After a brief period of economic success, skyrocketing prices and food shortages emphasize growing inequality. Street demonstrations grow more frequent and more violent. Militant workers, politically empowered by industrialization but living in poor social conditions, form committees for accelerated social change.
Pinochet's military regime slashes welfare programs, reducing the role of the central government in social security, health care, and education. Despite economic growth, income distribution is regressive. Unemployment reaches into the double digits. The underemployed informal sector grows larger. A 1979 Labor Plan places limits on collective bargaining, strikes, and union activities.
The standard of living for workers and the poor declines. The number of Chileans living in poverty doubles. Cuts in social spending cause deterioration of basic public services. The 1982-83 recession sends unemployment soaring. Large-scale protests against Pinochet and his regime spread from urban shantytowns to organized labor to the middle class.

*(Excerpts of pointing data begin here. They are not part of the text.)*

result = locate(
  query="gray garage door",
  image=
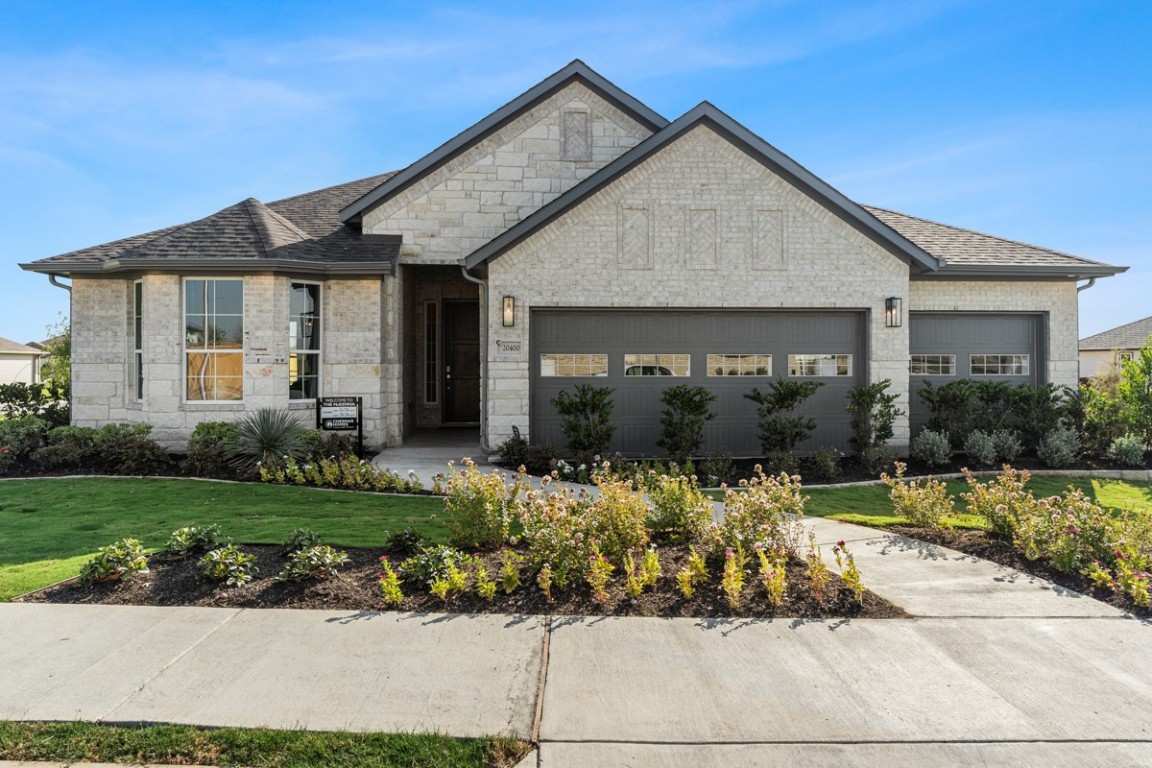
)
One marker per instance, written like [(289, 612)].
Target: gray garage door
[(950, 346), (639, 354)]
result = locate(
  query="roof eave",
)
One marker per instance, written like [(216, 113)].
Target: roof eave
[(577, 70)]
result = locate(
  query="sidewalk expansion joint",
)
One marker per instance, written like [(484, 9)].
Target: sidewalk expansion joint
[(172, 662)]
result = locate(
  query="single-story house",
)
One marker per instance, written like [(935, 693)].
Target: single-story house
[(19, 363), (574, 235), (1112, 347)]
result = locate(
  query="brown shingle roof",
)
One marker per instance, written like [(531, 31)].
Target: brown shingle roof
[(1127, 336)]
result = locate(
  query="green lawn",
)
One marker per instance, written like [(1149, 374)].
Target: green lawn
[(50, 526), (234, 746)]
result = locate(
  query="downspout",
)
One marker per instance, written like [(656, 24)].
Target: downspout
[(484, 355)]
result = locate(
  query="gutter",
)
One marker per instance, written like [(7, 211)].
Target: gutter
[(484, 357)]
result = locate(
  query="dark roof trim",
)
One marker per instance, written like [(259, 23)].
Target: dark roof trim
[(1022, 272), (750, 143), (577, 70), (222, 266)]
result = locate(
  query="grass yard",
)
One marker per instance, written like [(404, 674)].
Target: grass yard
[(48, 527), (234, 746)]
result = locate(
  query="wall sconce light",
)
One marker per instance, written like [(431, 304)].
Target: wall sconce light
[(893, 312), (509, 311)]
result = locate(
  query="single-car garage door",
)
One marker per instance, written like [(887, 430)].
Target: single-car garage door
[(639, 354), (948, 346)]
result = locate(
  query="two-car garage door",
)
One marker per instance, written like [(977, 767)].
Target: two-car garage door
[(639, 354)]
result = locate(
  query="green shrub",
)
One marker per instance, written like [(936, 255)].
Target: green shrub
[(874, 413), (1127, 450), (116, 561), (1059, 448), (779, 427), (687, 410), (228, 564), (922, 502), (191, 540), (209, 450), (680, 512), (980, 448), (585, 419), (312, 562), (932, 448)]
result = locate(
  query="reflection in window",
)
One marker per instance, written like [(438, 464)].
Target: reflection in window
[(658, 365), (999, 365), (214, 340), (819, 365), (932, 365), (304, 342), (574, 365), (740, 365)]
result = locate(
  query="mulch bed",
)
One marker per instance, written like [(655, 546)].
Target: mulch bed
[(980, 544), (179, 583)]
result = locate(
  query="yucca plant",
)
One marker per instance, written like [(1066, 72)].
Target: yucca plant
[(266, 438)]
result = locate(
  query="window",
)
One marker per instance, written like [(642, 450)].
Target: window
[(304, 341), (740, 365), (658, 365), (138, 337), (819, 365), (431, 352), (932, 365), (214, 340), (574, 365), (999, 365)]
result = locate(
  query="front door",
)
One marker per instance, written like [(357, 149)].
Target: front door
[(461, 362)]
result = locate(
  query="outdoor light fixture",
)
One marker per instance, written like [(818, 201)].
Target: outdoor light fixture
[(509, 311), (893, 312)]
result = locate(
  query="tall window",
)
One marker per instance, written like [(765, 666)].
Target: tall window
[(214, 340), (304, 342), (138, 337)]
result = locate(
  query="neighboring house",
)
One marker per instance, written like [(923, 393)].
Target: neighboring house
[(19, 363), (574, 235), (1101, 351)]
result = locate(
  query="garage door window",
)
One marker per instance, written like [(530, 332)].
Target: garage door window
[(932, 365), (658, 365), (1000, 365), (740, 365), (819, 365), (574, 365)]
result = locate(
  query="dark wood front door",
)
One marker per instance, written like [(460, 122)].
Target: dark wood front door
[(461, 362)]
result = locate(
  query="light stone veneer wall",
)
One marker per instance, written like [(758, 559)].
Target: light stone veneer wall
[(1058, 299), (355, 339), (692, 259), (499, 181)]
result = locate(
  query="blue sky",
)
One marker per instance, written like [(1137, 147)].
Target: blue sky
[(1027, 120)]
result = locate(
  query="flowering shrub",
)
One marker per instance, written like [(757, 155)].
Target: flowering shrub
[(923, 502), (766, 511), (116, 561), (479, 507)]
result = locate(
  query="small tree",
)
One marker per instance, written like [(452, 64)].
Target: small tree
[(873, 415), (1135, 393), (780, 428), (586, 416), (687, 408)]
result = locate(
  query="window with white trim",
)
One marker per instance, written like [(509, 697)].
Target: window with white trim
[(999, 365), (819, 365), (213, 340), (740, 365), (932, 365), (304, 341)]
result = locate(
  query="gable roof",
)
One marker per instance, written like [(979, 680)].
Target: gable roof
[(706, 114), (972, 253), (576, 71), (1131, 335), (300, 234)]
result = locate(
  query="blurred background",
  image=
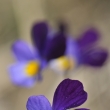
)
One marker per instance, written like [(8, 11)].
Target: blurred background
[(16, 20)]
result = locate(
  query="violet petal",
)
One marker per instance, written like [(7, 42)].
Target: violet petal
[(22, 51), (39, 35), (38, 103), (95, 57), (55, 47), (69, 94)]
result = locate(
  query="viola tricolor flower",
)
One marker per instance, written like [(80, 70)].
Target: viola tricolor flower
[(81, 51), (30, 61), (27, 68), (69, 94)]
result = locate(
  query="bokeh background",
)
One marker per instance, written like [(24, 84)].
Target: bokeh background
[(16, 20)]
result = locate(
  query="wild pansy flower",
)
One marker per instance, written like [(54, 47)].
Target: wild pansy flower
[(81, 51), (30, 61), (27, 68), (69, 94)]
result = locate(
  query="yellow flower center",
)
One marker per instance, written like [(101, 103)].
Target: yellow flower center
[(64, 62), (32, 68)]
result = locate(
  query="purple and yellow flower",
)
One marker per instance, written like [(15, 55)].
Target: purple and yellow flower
[(31, 60), (26, 70), (69, 94), (81, 51)]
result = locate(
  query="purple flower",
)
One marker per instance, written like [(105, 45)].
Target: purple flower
[(83, 51), (27, 69), (91, 54), (69, 94)]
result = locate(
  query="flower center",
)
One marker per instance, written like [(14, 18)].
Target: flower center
[(32, 68), (65, 62)]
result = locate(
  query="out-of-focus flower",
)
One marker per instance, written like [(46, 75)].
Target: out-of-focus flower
[(91, 53), (82, 51), (27, 69), (30, 61), (69, 94)]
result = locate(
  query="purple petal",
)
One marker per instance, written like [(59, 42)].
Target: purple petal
[(38, 103), (69, 94), (22, 51), (88, 38), (18, 76), (95, 57), (55, 47), (72, 50), (82, 109), (39, 35)]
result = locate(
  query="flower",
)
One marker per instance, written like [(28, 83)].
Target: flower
[(81, 51), (31, 61), (91, 53), (69, 94), (27, 69)]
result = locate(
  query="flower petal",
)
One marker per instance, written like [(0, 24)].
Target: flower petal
[(22, 51), (38, 103), (39, 35), (73, 51), (19, 77), (55, 47), (95, 57), (82, 109), (88, 38), (69, 94)]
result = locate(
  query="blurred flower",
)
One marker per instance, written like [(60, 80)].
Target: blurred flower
[(91, 53), (82, 51), (30, 61), (27, 69), (69, 94)]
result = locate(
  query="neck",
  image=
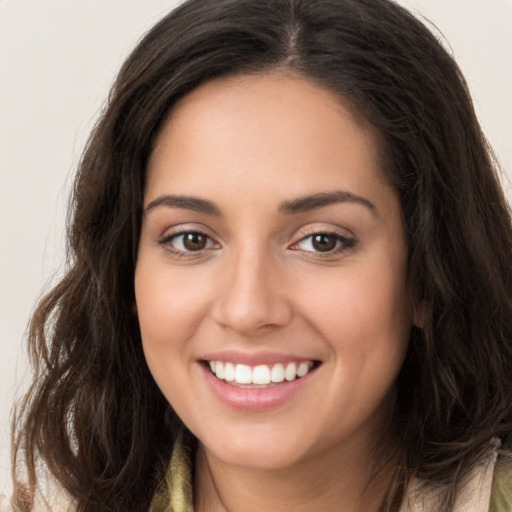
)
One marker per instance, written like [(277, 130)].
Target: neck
[(349, 481)]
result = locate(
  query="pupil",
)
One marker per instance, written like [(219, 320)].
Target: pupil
[(324, 242), (194, 241)]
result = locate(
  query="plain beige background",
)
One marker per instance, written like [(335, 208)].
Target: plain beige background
[(57, 61)]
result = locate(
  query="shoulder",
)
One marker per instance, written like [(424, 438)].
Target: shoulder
[(486, 489), (501, 496), (49, 497)]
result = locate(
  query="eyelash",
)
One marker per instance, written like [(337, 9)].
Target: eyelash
[(342, 243)]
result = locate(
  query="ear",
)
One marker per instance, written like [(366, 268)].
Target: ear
[(419, 313)]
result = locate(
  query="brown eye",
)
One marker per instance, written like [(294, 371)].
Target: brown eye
[(194, 241), (323, 242), (187, 242)]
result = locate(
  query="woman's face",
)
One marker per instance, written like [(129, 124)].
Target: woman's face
[(272, 251)]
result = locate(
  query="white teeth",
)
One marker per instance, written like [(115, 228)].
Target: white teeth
[(303, 369), (277, 373), (229, 372), (242, 374), (261, 374)]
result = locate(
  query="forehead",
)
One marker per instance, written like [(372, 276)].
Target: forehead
[(253, 132)]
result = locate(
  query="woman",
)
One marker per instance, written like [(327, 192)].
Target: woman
[(290, 285)]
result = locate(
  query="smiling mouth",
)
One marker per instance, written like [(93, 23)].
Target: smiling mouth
[(260, 376)]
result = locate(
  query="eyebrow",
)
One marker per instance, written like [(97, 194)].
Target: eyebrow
[(186, 203), (299, 205), (322, 199)]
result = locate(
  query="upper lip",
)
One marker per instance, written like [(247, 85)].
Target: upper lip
[(254, 358)]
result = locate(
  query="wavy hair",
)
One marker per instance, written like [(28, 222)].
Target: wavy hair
[(94, 416)]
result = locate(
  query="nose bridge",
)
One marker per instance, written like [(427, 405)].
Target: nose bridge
[(251, 296)]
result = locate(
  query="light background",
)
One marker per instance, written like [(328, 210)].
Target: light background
[(57, 61)]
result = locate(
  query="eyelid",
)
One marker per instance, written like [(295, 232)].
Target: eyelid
[(348, 241), (182, 230)]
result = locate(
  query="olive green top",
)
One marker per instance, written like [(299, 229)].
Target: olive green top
[(488, 489)]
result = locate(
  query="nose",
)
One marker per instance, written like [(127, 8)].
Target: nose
[(252, 295)]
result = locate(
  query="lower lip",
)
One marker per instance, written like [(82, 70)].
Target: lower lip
[(255, 399)]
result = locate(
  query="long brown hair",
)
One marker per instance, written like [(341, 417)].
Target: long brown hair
[(94, 415)]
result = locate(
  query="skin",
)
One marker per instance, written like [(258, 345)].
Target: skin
[(248, 144)]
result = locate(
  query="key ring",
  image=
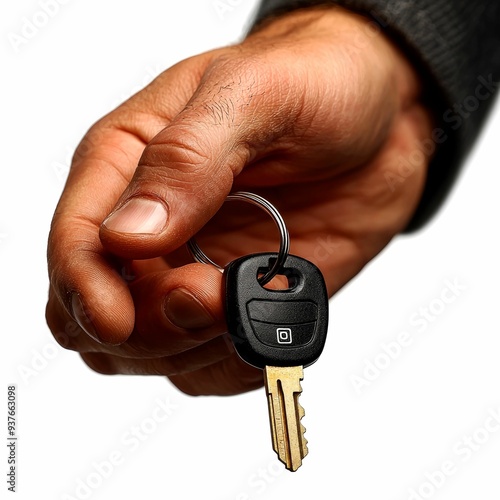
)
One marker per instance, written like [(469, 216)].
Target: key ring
[(260, 202)]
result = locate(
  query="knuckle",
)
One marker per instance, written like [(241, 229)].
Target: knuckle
[(99, 363)]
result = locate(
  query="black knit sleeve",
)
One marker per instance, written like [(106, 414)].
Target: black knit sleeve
[(455, 45)]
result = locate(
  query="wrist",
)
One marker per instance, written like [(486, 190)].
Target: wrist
[(359, 37)]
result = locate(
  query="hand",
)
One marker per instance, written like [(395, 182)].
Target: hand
[(312, 111)]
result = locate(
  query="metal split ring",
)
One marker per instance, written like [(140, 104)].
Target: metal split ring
[(260, 202)]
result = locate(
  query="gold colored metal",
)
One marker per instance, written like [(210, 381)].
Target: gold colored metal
[(285, 413)]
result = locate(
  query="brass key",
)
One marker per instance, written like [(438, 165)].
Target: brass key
[(285, 413)]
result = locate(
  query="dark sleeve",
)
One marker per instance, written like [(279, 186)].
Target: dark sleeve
[(455, 45)]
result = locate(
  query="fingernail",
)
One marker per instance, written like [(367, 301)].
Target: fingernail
[(81, 317), (186, 311), (138, 216)]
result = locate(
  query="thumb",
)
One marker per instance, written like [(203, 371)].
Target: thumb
[(187, 170)]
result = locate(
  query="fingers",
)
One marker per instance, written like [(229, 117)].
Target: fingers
[(84, 278), (176, 311), (227, 377), (187, 170)]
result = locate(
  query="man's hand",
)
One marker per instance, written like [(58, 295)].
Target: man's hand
[(313, 111)]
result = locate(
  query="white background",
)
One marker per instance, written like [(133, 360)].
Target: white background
[(378, 443)]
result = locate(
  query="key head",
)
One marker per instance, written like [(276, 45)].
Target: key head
[(276, 327)]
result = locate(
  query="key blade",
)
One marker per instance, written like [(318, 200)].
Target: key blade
[(285, 412)]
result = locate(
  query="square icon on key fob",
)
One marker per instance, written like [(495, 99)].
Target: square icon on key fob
[(284, 335)]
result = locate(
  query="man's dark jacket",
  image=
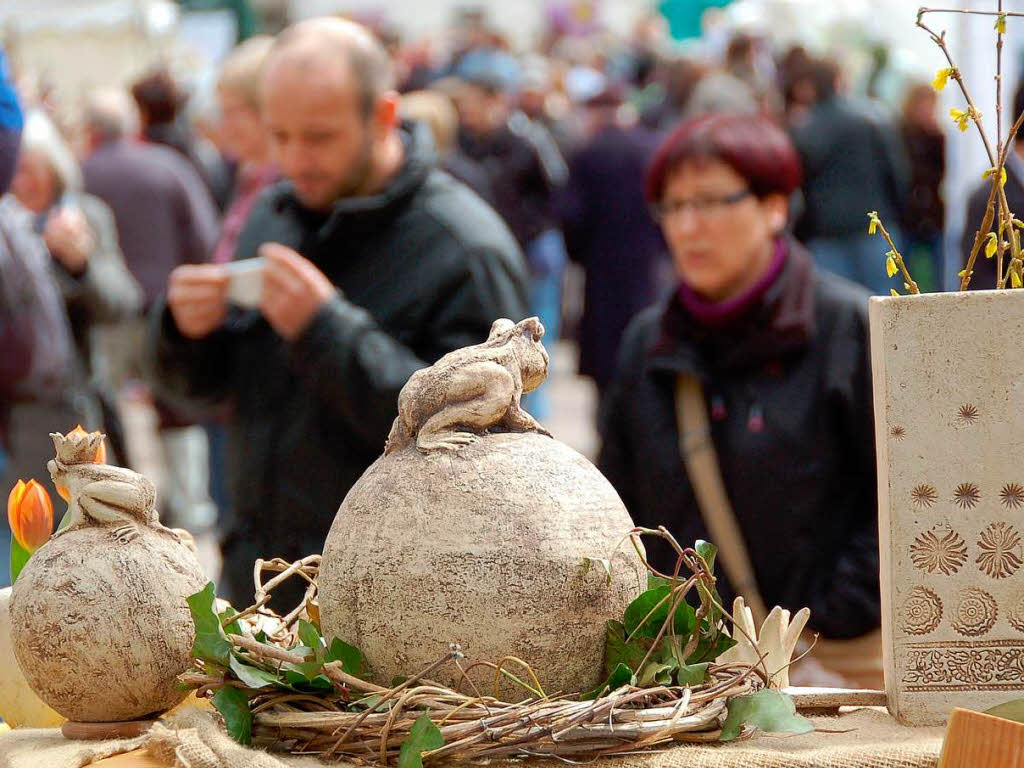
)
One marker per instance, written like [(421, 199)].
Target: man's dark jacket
[(788, 389), (422, 268)]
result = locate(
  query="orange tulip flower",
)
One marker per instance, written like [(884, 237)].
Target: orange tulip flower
[(30, 513)]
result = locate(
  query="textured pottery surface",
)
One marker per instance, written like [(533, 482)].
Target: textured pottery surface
[(99, 622), (949, 421), (19, 707), (476, 531)]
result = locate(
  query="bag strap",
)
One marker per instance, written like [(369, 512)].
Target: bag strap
[(698, 454)]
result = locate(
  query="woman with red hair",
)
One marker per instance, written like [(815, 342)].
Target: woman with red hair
[(768, 357)]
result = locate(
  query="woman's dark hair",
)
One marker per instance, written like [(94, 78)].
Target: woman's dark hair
[(753, 144), (158, 96)]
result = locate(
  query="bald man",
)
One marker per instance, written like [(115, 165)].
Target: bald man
[(377, 263)]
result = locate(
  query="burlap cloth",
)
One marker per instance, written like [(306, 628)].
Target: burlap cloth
[(861, 738)]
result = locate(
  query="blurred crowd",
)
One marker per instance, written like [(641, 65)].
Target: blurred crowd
[(403, 195)]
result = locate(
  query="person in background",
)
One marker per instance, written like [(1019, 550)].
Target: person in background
[(924, 215), (161, 104), (525, 169), (853, 163), (983, 276), (165, 217), (435, 110), (377, 263), (609, 232), (244, 135), (775, 352), (82, 239), (43, 388)]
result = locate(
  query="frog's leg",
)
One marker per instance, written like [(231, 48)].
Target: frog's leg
[(477, 397), (517, 420)]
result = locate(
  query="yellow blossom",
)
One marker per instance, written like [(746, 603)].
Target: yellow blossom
[(941, 77), (1003, 175), (990, 246), (961, 117)]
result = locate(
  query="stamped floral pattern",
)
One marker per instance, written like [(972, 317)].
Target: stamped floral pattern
[(922, 611), (999, 550), (967, 495), (939, 550), (974, 612), (924, 496)]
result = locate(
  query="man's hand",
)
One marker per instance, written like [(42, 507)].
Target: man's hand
[(69, 239), (197, 295), (293, 290)]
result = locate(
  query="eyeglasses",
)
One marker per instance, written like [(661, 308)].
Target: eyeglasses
[(700, 206)]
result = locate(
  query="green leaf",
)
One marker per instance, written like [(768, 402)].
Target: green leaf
[(253, 677), (211, 644), (307, 670), (1009, 711), (684, 621), (233, 707), (621, 676), (768, 710), (711, 648), (654, 582), (692, 675), (423, 736), (617, 651), (708, 551), (231, 628), (310, 637), (350, 656), (18, 557), (603, 562)]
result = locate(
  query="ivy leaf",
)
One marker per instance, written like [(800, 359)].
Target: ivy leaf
[(18, 557), (654, 582), (307, 670), (692, 675), (1009, 711), (350, 656), (310, 637), (232, 628), (684, 621), (768, 710), (617, 651), (656, 672), (621, 676), (211, 644), (603, 562), (253, 677), (708, 552), (233, 707), (423, 736)]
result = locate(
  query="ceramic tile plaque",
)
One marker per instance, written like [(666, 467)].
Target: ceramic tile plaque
[(948, 378)]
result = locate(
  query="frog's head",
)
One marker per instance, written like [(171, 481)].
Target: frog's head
[(532, 356)]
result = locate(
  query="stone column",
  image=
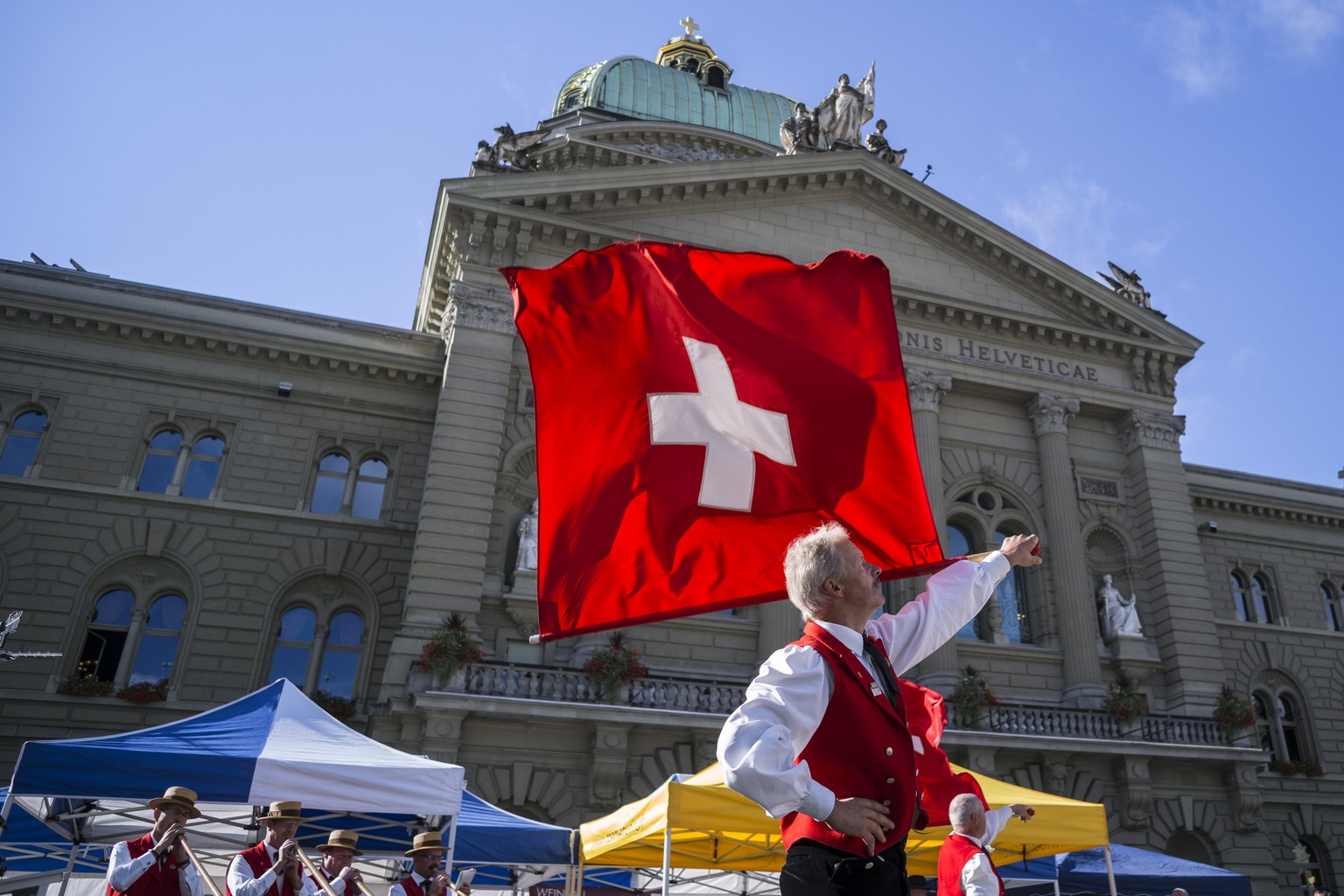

A return to democracy allows workers to exercise their rights. Wages and income levels increase to their 1970s levels, while unemployment falls. President Aylwin's government directs social and labor policies at the poorest sectors. Tax reforms underwrite social policy programs. The rate of poverty falls from 44 to 25 percent.
Budget constraints limit President Frei's ability to maintain redistributive policies. Public resources dry up as a result of public debt contracted to rescue the financial system and the end of the revenue stream from privatization. Social spending decreases; income inequality widens. At the same time, business owners' associations and right-wing parties begin to oppose government social reforms.
Unemployment once again reaches the double digits. President Lagos announces that job creation is his top priority and sets up an employment contingency fund. His plans also include a comprehensive unemployment insurance system.